Each of these narratives involves great sea creatures that provide opportunities for heroes to face their fears, come to terms with their humanity, and, you know, be manly men who fish and hunt and conquer the wilderness.

But as formidable opponents, many of these sea creatures lack a significant, shall we say, bite. Giant squid generally stay too far below the surface to really pose a viable threat to humans. Even a big swordfish is no match for a skilled modern fisherman — and the swordfish wouldn’t want to eat you anyway. As for whales, the bigger they are, the more peaceful and harmless they seem to be. Even the ones with teeth are passive and don’t really want to hurt you (unless they’ve been subjected to lifelong animal cruelty).

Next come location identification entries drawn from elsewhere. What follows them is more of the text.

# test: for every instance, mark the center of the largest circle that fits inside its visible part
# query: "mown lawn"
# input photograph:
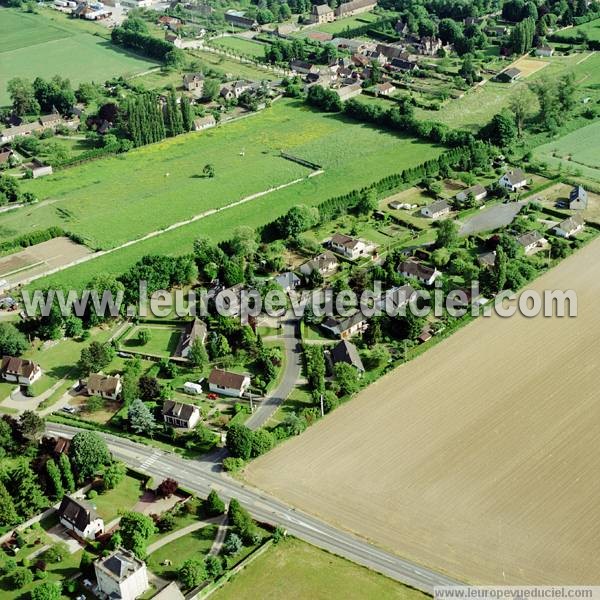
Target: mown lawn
(46, 44)
(294, 569)
(353, 155)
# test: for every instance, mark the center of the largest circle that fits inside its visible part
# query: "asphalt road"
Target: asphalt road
(293, 366)
(202, 475)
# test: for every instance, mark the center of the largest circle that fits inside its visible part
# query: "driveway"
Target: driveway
(488, 219)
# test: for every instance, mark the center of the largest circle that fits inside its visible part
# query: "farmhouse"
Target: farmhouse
(227, 383)
(322, 13)
(544, 50)
(204, 123)
(194, 82)
(325, 263)
(477, 191)
(513, 180)
(179, 414)
(192, 331)
(355, 7)
(347, 352)
(418, 271)
(80, 518)
(436, 209)
(19, 370)
(348, 246)
(384, 89)
(121, 575)
(569, 227)
(509, 75)
(578, 198)
(237, 19)
(104, 386)
(531, 241)
(346, 327)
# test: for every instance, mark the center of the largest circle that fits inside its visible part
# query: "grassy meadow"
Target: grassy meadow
(45, 44)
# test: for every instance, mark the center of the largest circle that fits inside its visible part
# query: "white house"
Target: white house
(513, 180)
(531, 241)
(19, 370)
(104, 386)
(418, 271)
(569, 227)
(227, 383)
(179, 414)
(348, 246)
(477, 191)
(436, 209)
(121, 575)
(80, 518)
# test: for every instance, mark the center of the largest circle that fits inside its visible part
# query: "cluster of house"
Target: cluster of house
(119, 574)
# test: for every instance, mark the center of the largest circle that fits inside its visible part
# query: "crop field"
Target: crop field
(438, 462)
(352, 155)
(576, 151)
(297, 570)
(241, 46)
(480, 104)
(34, 45)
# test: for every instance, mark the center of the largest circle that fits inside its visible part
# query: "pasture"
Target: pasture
(487, 473)
(33, 45)
(242, 46)
(576, 151)
(104, 205)
(294, 569)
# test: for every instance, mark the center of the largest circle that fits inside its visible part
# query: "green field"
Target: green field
(44, 45)
(577, 151)
(241, 46)
(592, 29)
(99, 200)
(294, 569)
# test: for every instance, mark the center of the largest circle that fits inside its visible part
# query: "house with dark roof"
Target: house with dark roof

Sharks, by contrast, are big. They have teeth — sometimes really big, really sharp teeth! They come into the shallow parts of the ocean where humans like to swim and play. Because they are drawn to loud noises and activity in the water, it’s possible, if not probable, that they could be lurking in the water where your loved ones are splashing around. They’re durable and intimidating, and even though in real life sharks are almost never aggressive toward humans, the biggest ones have the power and the potential to chomp you in two.

The Last Shark.

In sum: Like all man-versus-nature tropes, man-versus-shark movies — and man-versus-sharks-versus-other-creatures movies — can reveal important truths about human nature and serve as fascinating, in-depth character studies. Unlike most other man-versus-nature tropes, they do it with a side of terrifying, razor-sharp teeth.

Sharks combine mankind’s desire to conquer nature with its fear of and fascination with the mysteries of the ocean. Even in this modern age, when we’ve been able to plumb the depths of the seas, we still know surprisingly little about sharks. Jaws’ famous description of a shark’s “cold, dead eyes, like a doll’s eyes” in the film’s USS Indianapolis monologue (which was based on the real sinking of a US World War II Navy ship and subsequent shark attacks on its sailors) is still a testament to how unknowable they are.

In essence, in fiction if not in real life, sharks are the perfect scary force of nature: an ever-present threat waiting to happen, in a deep blue setting that humans are still learning to navigate.

But when all is said and done? As with all great horror movie villains, ultimately we’re always rooting for the shark.